Le M.H. qu’on aime, mordant, férocement pince-sans-rire dans ses soufflets satiriques est bien en évidence et, pour cette raison, je l’ai trouvé très drôle. Oui, il s’introduit lui-même dans la narration mais pas d’une façon métafictionnelle condescendante. Il le fait pour s’introduire en tant que flemmard malodorant et sale, vivant dans un pavillon hideux en Irlande, se nourrissant de charcuterie bon marché qu’il arrose de piquette sud-américaine, dans l’ensemble, un personnage revêche et bien peu attirant.
C’est une vieille blague mais ça fonctionne. Le livre parodie le marché de l’art contemporain à travers son personnage principal, Jed Martin (un artiste avec une petite touche du maître), et tire à bout portant sur les cibles
houellebecquiennes comme le suicide assisté, la crémation, le "fascisme intrinsèque" des compagnies aériennes, etc., etc. Il est aussi question du vieillissement, de la mort et de ses grands sujets habituels — et surtout du PRÉSENT.
Il adore décrire, avec une exactitude venimeuse, la médiocrité de tant de choses de notre monde contemporain. La plupart de ses provocations résident dans son inaptitude à faire l’éloge de ce qui, nous le savons, ne devrait pas être loué mais l’est pourtant régulièrement.

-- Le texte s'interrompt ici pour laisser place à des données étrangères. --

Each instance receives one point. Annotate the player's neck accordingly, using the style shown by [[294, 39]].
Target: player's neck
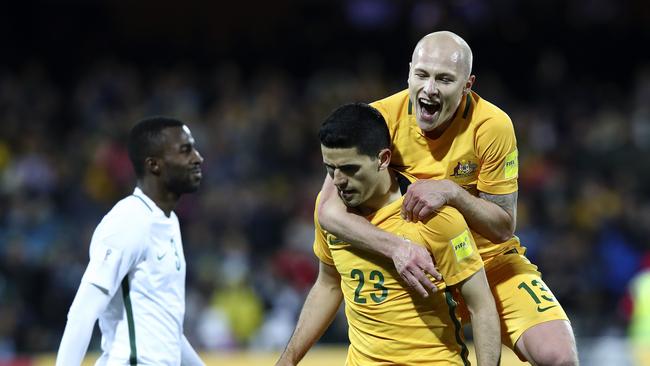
[[162, 197], [387, 191]]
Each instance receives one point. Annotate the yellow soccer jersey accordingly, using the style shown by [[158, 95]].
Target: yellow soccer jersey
[[478, 151], [389, 324]]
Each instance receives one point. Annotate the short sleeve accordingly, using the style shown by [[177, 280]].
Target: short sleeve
[[496, 146], [452, 245], [321, 249], [115, 248]]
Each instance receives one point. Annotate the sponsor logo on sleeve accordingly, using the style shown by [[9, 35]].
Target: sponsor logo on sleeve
[[512, 165], [462, 246]]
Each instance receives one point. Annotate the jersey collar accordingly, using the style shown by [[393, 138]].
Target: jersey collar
[[151, 205]]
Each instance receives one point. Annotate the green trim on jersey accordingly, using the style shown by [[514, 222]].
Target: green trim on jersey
[[451, 303], [468, 103], [133, 358]]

Malheureusement, je ne peux vous raconter ce qu'il se passe dans la troisième partie du roman, parce que cela vous gâcherait le plaisir,
mais c’est drôle et brillamment écrit. Ça m’a également fait penser qu’il pourrait avoir un avenir en tant qu’auteur de romans policiers. Mais un tel roman ne remporterait probablement pas le prix Goncourt.